A not-for-profit utility cooperative from Texas has been awarded a contract to electrify a community in Liberia with a solar-plus-storage microgrid, to benefit around 400 homes and businesses.
Bandera Electric Cooperative, based around 50km from San Antonio, has been awarded the project in Totota in eastern Liberia by the National Rural Electric Cooperative Association (NRECA). NRECA is the overseeing body for all of the US’ not-for-profit utility cooperatives, which are generally run at community level.
In addition to the 42 million cooperative customers across 47 states of the US, the association is involved with programmes to develop better access to electricity for rural communities in emerging economies around the world.

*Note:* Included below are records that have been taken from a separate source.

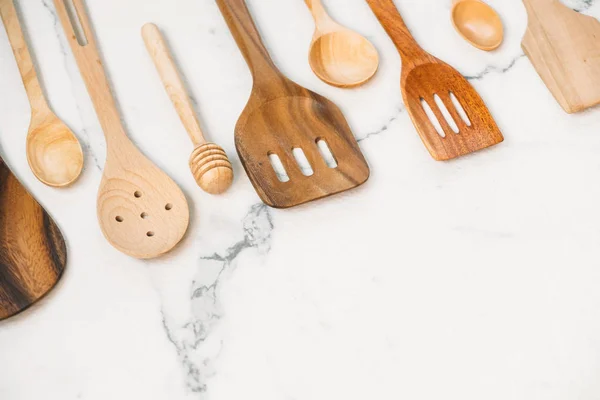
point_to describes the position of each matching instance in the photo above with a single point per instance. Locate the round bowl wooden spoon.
(478, 23)
(338, 55)
(53, 151)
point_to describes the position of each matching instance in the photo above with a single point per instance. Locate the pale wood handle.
(92, 71)
(14, 31)
(160, 54)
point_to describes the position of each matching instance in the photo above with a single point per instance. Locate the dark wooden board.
(32, 250)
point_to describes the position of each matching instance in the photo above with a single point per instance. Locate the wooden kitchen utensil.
(564, 48)
(478, 23)
(53, 152)
(430, 86)
(338, 55)
(142, 212)
(289, 129)
(209, 163)
(33, 254)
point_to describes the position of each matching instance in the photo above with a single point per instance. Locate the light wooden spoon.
(141, 211)
(478, 23)
(338, 55)
(53, 152)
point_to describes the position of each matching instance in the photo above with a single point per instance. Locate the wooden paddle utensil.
(209, 163)
(142, 212)
(295, 145)
(33, 254)
(53, 152)
(447, 112)
(564, 47)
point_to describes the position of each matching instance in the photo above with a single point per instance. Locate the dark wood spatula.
(431, 86)
(33, 254)
(287, 126)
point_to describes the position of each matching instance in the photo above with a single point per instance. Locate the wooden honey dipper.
(209, 163)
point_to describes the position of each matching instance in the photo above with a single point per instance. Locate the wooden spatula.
(288, 123)
(564, 48)
(141, 211)
(33, 254)
(431, 86)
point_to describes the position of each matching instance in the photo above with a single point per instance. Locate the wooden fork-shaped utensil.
(429, 85)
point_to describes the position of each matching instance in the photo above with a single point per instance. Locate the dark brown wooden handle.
(90, 65)
(391, 20)
(248, 39)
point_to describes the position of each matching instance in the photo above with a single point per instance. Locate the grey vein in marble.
(258, 227)
(84, 136)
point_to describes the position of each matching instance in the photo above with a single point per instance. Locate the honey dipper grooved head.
(211, 168)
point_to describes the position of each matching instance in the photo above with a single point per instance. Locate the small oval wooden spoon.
(338, 55)
(478, 23)
(53, 152)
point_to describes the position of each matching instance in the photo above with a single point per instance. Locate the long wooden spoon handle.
(88, 59)
(160, 54)
(391, 20)
(12, 25)
(246, 35)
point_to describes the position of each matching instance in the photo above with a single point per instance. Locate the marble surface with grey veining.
(471, 279)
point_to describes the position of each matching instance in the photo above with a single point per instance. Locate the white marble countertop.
(471, 279)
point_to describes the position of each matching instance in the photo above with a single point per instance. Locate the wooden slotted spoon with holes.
(431, 86)
(291, 124)
(142, 212)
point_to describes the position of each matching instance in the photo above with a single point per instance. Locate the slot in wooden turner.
(33, 253)
(282, 116)
(564, 47)
(423, 77)
(142, 212)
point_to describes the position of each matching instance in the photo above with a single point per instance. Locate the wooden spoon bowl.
(338, 55)
(478, 23)
(141, 211)
(343, 58)
(53, 152)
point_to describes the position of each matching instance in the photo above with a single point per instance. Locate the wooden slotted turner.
(564, 47)
(284, 120)
(141, 211)
(429, 82)
(33, 254)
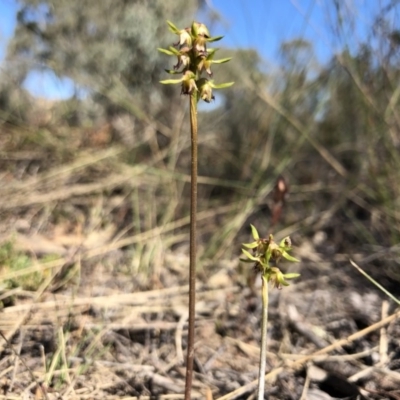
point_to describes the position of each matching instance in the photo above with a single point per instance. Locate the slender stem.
(263, 352)
(192, 267)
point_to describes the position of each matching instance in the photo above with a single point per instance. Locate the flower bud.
(205, 90)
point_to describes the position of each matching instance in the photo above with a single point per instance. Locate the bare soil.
(108, 334)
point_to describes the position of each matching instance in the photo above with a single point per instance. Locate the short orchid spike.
(194, 58)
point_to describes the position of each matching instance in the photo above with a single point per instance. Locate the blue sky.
(260, 24)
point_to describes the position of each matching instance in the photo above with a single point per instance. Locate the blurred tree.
(107, 48)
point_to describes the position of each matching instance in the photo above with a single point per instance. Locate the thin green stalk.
(264, 330)
(192, 267)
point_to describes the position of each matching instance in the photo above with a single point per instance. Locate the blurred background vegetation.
(107, 170)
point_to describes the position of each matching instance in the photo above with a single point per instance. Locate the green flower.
(193, 59)
(267, 251)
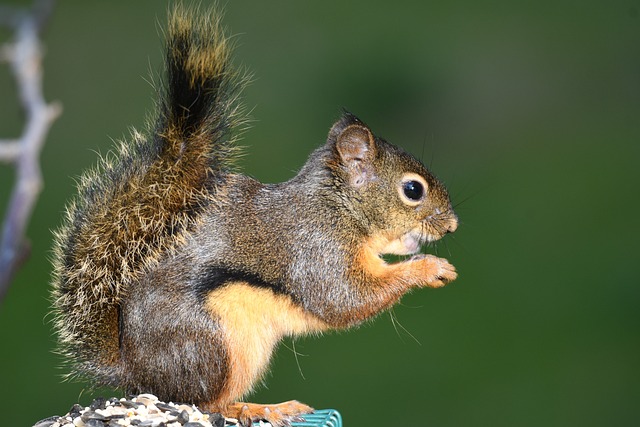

Claiming to have already helped 110 million people across 43 countries, NRECA has worked in countries including Bangladesh, Ghana, Guatemala, Philippines, Bolivia, Uganda and South Sudan.
NRECA International has been involved in programmes in Liberia since 2014, when the United States Agency for International Development (USAID) began supporting the country’s Rural and Renewable Energy Agency (RREA) through a US$178 million investment programme for off-grid projects, Beyond the Grid. This has led to the development of a small (24kW) pilot PV project in 2015, a biomass project a year later and an ongoing 1MW run-of-river hydroelectric project.